Boost logo

Boost :

From: Steven Watanabe (steven_at_[hidden])
Date: 2007-08-09 16:59:06


AMDG

Eric Niebler <eric <at> boost-consulting.com> writes:

> How would you suggest ordered_append be implemented?

Mostly copied from dense_ordered_inserter:

template<typename Value>
struct dense_ordered_append_iterator
{
    typedef Value value_type;

    explicit dense_ordered_append_iterator(dense_array<Value> &that)
      : new_(&that)
    {}

    template<typename R, typename V>
    void set_at(R &run, V &value)
    {
        dense_array<Value> &that = *new_;
        typename Run<R>::offset_type off = rrs::offset(run);
        typename Run<R>::offset_type endoff = rrs::end_offset(run);
        if(off == -inf)
        {
            that.pre_.set(run, value);
        }
        else if(endoff == inf)
        {
            that.post_.set(run, value);
        }
        else
        {
            that.offset_ = std::min<std::ptrdiff_t>(that.offset_, off);
            that.reserve(endoff - that.offset_);
            that.resize(off - that.offset_, implicit_cast<Value const
&>(rrs::zero(that)));
            that.resize(endoff - that.offset_, value);
        }
    }

private:
    dense_array<Value>* new_;
};
 
> Imagine the series storage is std::map<offset, value>. Inserting one
> value with insert(value) is O(log N). Inserting N values this way is O(N
> log N). But if you use insert(begin, end), where begin and end are
> iterators to sorted data, the insert is faster. O(N).

It is in fact possible to fill a binary tree by pushing
sorted data in linear time.

struct node {
    node* right;
    node* left;
    node* parent;
    int value;
};

struct map {
    node* root;
};

struct node_inserter {
    void insert_to_right(int i) {
        node* result = new node;
        result->left = result->right = 0;
        result->parent = current;
        result->value = i;
        current->right = result;
        current = result;
    }
    void insert_after_complete_subtree(int i) {
        node* result = new node;
        result->parent = current->parent;
        current->parent->right = result;
        result->right = 0;
        result->left = current;
        result->value = i;
        current->parent = result;
        current = result;
    }
    void insert_at_root(int i) {
        node* result = new node;
        result->left = m->root;
        result->right = result->parent = 0;
        result->value = i;
        current = m->root = result;
    }
    void insert(int i) {
        unsigned long count = size;
        if(size == 0) {
            insert_at_root(i);
        } else if(count % 2 == 0) {
            insert_to_right(i);
        } else {
            count /= 2;
            while(count % 2 == 1) {
                count /= 2;
                current = current->parent;
            }
            if(count == 0) {
                insert_at_root(i);
            } else {
                insert_after_complete_subtree(i);
            }
        }
        ++size;
    }
    node* current;
    map* m;
    unsigned long size;
};

> The point is, you should be able to efficiently be able to
> write ordered data to a series without any concern for how that data is
> being stored, or even if it's being stored.

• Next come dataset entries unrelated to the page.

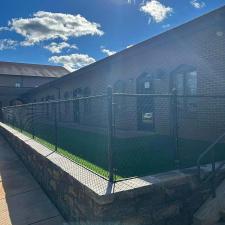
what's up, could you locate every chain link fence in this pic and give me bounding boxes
[113,93,175,179]
[177,95,225,168]
[3,94,110,181]
[2,89,225,182]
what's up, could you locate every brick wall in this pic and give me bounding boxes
[21,7,225,141]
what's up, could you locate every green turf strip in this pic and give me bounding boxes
[7,122,225,180]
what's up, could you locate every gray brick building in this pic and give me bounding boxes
[18,6,225,140]
[2,6,224,142]
[0,61,69,107]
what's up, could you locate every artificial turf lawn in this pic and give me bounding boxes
[9,122,225,180]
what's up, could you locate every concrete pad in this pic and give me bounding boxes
[31,215,66,225]
[0,151,18,162]
[0,161,27,182]
[0,189,60,225]
[0,133,65,225]
[0,171,39,199]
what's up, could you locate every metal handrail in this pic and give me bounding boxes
[197,132,225,175]
[197,131,225,197]
[203,160,225,184]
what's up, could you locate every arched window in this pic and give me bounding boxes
[83,87,91,97]
[136,73,154,94]
[0,101,2,121]
[45,96,50,118]
[171,65,197,112]
[72,88,82,123]
[136,73,154,130]
[75,88,82,97]
[64,91,69,99]
[64,91,70,114]
[83,87,91,113]
[113,80,125,93]
[113,80,126,116]
[172,67,197,95]
[48,95,55,119]
[9,99,24,106]
[73,89,77,98]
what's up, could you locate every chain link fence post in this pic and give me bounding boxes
[12,109,15,128]
[211,148,216,197]
[107,86,114,183]
[31,103,35,139]
[172,88,180,169]
[54,102,58,151]
[19,108,23,133]
[0,106,3,123]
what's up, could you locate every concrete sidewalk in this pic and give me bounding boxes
[0,135,65,225]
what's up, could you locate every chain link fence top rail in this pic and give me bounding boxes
[2,92,225,182]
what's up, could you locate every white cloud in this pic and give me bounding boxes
[140,0,173,23]
[0,39,18,50]
[101,47,117,56]
[49,53,96,71]
[0,27,10,32]
[44,42,77,53]
[190,0,206,9]
[6,11,104,46]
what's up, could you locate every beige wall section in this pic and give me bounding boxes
[0,75,55,88]
[0,75,56,107]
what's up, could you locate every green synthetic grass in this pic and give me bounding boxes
[8,122,225,180]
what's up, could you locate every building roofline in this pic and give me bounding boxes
[0,61,68,70]
[0,73,58,79]
[0,61,70,79]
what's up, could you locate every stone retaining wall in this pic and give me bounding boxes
[0,122,218,225]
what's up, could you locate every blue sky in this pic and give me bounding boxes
[0,0,224,71]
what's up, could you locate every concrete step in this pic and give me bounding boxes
[193,179,225,225]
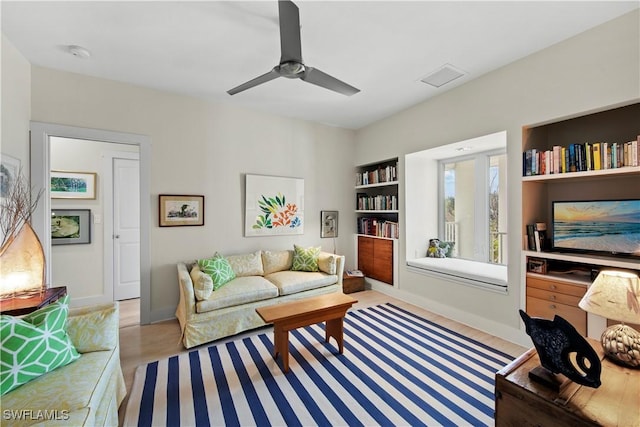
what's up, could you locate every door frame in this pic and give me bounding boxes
[30,122,152,324]
[103,150,140,302]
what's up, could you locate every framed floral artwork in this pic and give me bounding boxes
[244,174,304,236]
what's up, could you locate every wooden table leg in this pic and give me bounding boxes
[325,316,345,354]
[273,325,290,372]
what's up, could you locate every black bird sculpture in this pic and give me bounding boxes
[519,310,601,388]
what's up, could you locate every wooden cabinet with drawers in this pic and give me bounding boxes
[525,273,587,335]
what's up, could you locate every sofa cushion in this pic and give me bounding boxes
[292,245,320,272]
[196,276,278,313]
[67,303,119,353]
[262,250,293,275]
[198,255,236,291]
[266,271,338,296]
[318,253,338,275]
[191,265,214,301]
[0,295,80,395]
[227,250,264,277]
[0,349,117,422]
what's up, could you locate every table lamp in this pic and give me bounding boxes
[578,270,640,368]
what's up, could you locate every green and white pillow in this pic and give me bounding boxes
[0,295,80,395]
[292,245,321,272]
[198,254,236,290]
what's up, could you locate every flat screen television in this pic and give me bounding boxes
[552,199,640,258]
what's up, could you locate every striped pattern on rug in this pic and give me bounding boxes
[124,303,513,427]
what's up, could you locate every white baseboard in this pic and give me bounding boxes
[367,280,531,348]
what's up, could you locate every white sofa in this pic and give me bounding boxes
[176,249,344,348]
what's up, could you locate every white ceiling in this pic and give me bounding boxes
[2,1,638,130]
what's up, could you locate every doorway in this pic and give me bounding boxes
[30,122,151,324]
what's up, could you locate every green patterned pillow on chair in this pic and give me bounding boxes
[292,245,321,272]
[198,254,236,290]
[0,295,80,395]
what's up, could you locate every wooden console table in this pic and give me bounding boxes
[0,286,67,316]
[495,338,640,426]
[256,293,357,373]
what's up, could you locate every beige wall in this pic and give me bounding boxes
[29,68,356,320]
[1,35,31,168]
[354,10,640,344]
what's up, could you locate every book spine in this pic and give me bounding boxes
[592,142,601,170]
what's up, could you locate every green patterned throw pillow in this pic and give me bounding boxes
[198,254,236,290]
[292,245,321,272]
[0,295,80,395]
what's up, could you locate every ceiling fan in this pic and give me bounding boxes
[227,0,360,96]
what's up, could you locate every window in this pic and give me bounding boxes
[440,151,507,265]
[404,131,508,292]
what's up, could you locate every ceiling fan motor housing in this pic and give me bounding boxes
[277,61,306,78]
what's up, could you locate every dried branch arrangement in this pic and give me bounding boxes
[0,167,42,251]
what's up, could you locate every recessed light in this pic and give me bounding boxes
[66,45,91,59]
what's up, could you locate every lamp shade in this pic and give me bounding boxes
[0,223,45,297]
[579,270,640,324]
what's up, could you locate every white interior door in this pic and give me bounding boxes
[113,157,140,300]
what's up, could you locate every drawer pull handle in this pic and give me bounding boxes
[549,296,556,301]
[550,285,557,290]
[550,304,556,309]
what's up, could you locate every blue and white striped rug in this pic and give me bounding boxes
[124,303,513,426]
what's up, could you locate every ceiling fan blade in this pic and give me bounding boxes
[301,67,360,96]
[227,69,280,95]
[278,0,303,64]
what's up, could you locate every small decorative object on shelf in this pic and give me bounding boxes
[519,310,601,390]
[526,257,548,274]
[579,270,640,368]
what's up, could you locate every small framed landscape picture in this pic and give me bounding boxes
[51,171,97,199]
[159,194,205,227]
[51,209,91,245]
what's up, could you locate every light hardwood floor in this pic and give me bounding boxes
[117,291,527,421]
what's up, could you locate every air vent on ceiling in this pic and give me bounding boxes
[420,64,465,88]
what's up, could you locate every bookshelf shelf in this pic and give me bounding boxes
[355,181,399,190]
[522,165,640,182]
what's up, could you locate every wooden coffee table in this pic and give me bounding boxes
[256,293,357,372]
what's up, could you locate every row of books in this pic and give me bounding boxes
[356,194,398,211]
[526,223,547,252]
[357,217,399,239]
[356,163,398,186]
[523,138,640,176]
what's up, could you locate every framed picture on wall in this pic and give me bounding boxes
[159,194,205,227]
[51,209,91,245]
[321,210,338,238]
[51,170,97,199]
[1,154,20,199]
[244,174,304,237]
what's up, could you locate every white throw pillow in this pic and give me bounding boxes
[227,250,264,277]
[262,250,294,275]
[318,253,337,275]
[190,265,214,301]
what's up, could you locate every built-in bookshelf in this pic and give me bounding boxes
[355,157,399,286]
[355,157,399,239]
[521,102,640,338]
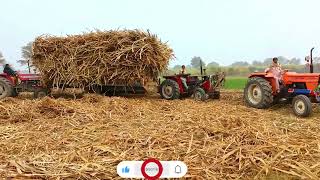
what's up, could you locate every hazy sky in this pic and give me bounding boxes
[1,0,320,68]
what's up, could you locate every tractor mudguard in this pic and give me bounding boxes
[248,72,275,79]
[0,74,15,85]
[248,73,278,95]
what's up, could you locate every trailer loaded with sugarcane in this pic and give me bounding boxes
[0,30,170,99]
[0,30,224,100]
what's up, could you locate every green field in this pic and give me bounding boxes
[224,76,247,90]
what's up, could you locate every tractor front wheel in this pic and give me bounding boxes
[160,79,180,100]
[0,77,13,100]
[292,95,312,117]
[193,88,207,101]
[244,77,273,109]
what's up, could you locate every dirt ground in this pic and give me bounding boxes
[0,90,319,179]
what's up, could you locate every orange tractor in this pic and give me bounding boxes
[244,48,320,117]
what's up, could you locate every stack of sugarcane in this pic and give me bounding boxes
[32,30,173,88]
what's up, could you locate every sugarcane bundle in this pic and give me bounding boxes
[32,30,173,88]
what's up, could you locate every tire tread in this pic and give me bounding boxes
[244,77,273,109]
[0,77,13,99]
[160,79,180,100]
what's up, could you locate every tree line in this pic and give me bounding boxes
[168,56,320,76]
[1,44,320,76]
[177,56,303,69]
[0,42,32,72]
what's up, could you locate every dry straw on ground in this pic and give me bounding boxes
[0,91,319,179]
[32,30,173,88]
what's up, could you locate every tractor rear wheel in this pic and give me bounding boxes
[160,79,180,100]
[244,77,273,109]
[0,77,13,100]
[193,88,207,101]
[292,95,312,117]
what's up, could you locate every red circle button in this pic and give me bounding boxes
[141,158,163,180]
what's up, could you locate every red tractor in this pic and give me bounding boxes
[0,68,49,100]
[158,64,225,101]
[244,48,320,117]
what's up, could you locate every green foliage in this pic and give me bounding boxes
[262,56,301,66]
[18,42,33,64]
[230,61,249,67]
[252,60,263,66]
[18,42,33,72]
[191,56,206,68]
[207,61,219,67]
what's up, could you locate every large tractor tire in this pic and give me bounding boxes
[244,77,273,109]
[160,79,180,100]
[0,77,13,100]
[292,95,312,117]
[193,88,207,101]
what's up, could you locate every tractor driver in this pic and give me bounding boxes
[3,64,19,84]
[3,64,17,76]
[179,65,188,91]
[265,57,283,93]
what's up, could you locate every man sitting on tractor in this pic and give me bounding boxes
[4,64,16,76]
[265,57,283,93]
[179,65,188,91]
[3,64,19,84]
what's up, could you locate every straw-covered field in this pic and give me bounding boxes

I don't think you should have *only* a range insert.
I think an output iterator that behaves more like
std::back_inserter is necessary too.

> But the lower-level stuff is still needed so that series types can be
> efficiently built in generic code (like the time series algorithms, for
> instance), which can't make any assumptions.

I agree that we need the lower level stuff. I just disagree
about *what* lower level stuff.
 
> >
> > std::vector<tuple<...> > elements;
> > for(;;)
> > elements.push_back(
> > make_tuple(poll_some_value(), last_time, current_time));
> > series.assign(elements);
>
> Every element is copied twice.
> >
> > vs.
> >
> > ordered_inserter inserter(series);
> > for(;;)
> > *insert++ = make_tuple(poll_some_value(), last_time, current_time);
> > inserter.commit();
>
> Every element is copied once.

Unless you're using a different intermediate representation.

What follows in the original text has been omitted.